Lo sapete che la settimana scorsa, a Genova, si è svolto il Gay Pride? Vale la pena chiederlo: la copertura mediatica non è stata la solita. Mentre il video della manifestazione è stato per un giorno il più cliccato su YouTube – centotrentamila contatti da utenti registrati, oltre mezzo milione di persone – la stampa e la televisione nicchiavano. Anche i giornali di sinistra: «la Repubblica» ha dedicato all’evento due colonne in ventunesima pagina, appena compensati dai servizi nell’edizione locale; «L'Unità», l’intera pagina sedici: ma con il nuovo formato è bastata una foto di Vladimir Luxuria in abito da sposa a occuparne quasi la metà.

E i telegiornali, che gli anni scorsi non perdevano l’occasione di mandare servizi da carnevale di Rio? Anche loro non pervenuti: con la solita eccezione del Tg3, anche qui soprattutto nell’edizione locale. A dettare la linea sembra essere stato il cardinale Angelo Bagnasco, vescovo di Genova e presidente della Conferenza episcopale; astenendosi dai previsti anatemi, anche lui ha concorso a oscurare l’evento: ma – nell’Italia delle ronde e del reato di clandestinità – gliene siamo quasi grati.

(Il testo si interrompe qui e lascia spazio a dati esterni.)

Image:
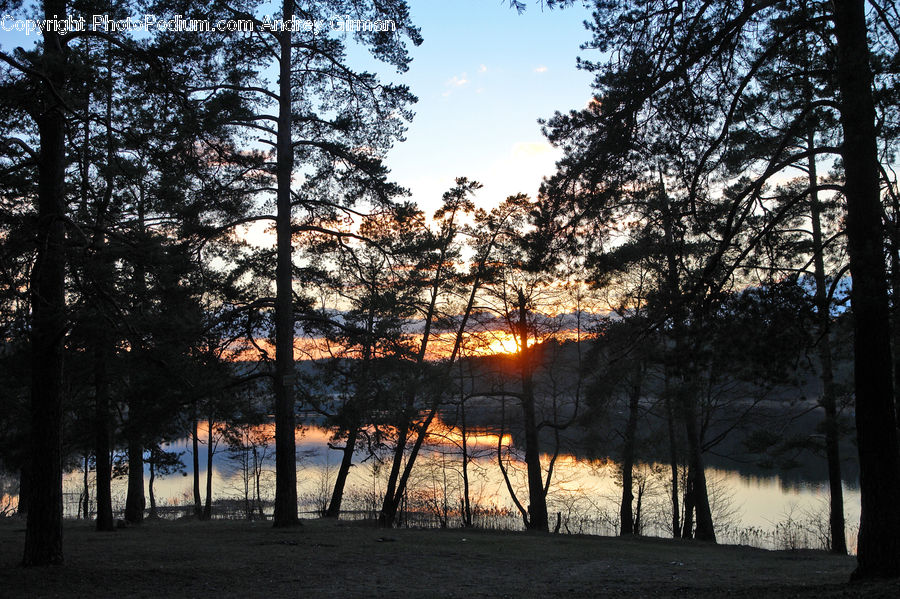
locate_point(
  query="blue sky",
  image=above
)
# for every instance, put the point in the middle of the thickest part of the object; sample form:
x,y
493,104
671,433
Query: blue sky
x,y
484,75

Anche l’andamento della manifestazione è stato più sobrio, quasi sofferto. I duecentomila partecipanti – quarantamila, secondo la Questura – contando anche tutti i genovesi che si sono uniti al corteo, per un tratto hanno sfilato in silenzio, ricordando le vittime della repressione in Iran. Anche Don Gallo, il prete da strada animatore della Comunità di S. Benedetto al Porto, presente alla sfilata con un carro ispirato dalla Princesa di De André, era meno torrenziale del solito; si è persino detto preoccupato del silenzio del vescovo, invece di tirare un sospiro di sollievo.
L’unico rappresentante delle istituzioni a metterci la faccia è stata la sindaco Marta Vincenzi, in nome della sua vecchia idea di Genova come «Città dei diritti». I diritti, già. Certo non siamo in Svezia, dove la settimana dopo i luterani hanno eletto «vescovo» di Stoccolma una signora lesbica con un figlio. Ma persino nella cattolicissima Irlanda pare stiano pensando a una legge sulle unioni di fatto estesa ai gay; in molti paesi d’Europa, del resto, i Gay pride sono ormai ritenuti del tutto superati, non essendoci più problemi d’integrazione, non di questo tipo, almeno: in Olanda, se proprio uno deve proprio discriminare qualcuno, se la prende con gli islamici, non con i gay.
Il bello è che negli stessi giorni il Partito democratico riuniva i propri quarantenni, al fine di rinnovarsi (di già?) e di sottrarsi al rischio dell’autoreferenzialità (ancora?): e che l’unico tema a scaldare la platea, pensate un po’, era quello della laicità, dei diritti uguali per tutti. Oddio, dirà qualcuno, non si starà mica pensando di trasformare il Pd in un altro partititino arcobaleno, di quelli che non riescono né a tutelare le minoranze che promuovono né ad arrivare al quattro per cento alle Europee? Tranquilli, non è questo il pericolo. Il pericolo vero, semmai, è dimenticare che quella materializzatasi per un giorno a Genova era solo la più visibile delle tante minoranze che – contandole tutte – formano la maggioranza di questo paese.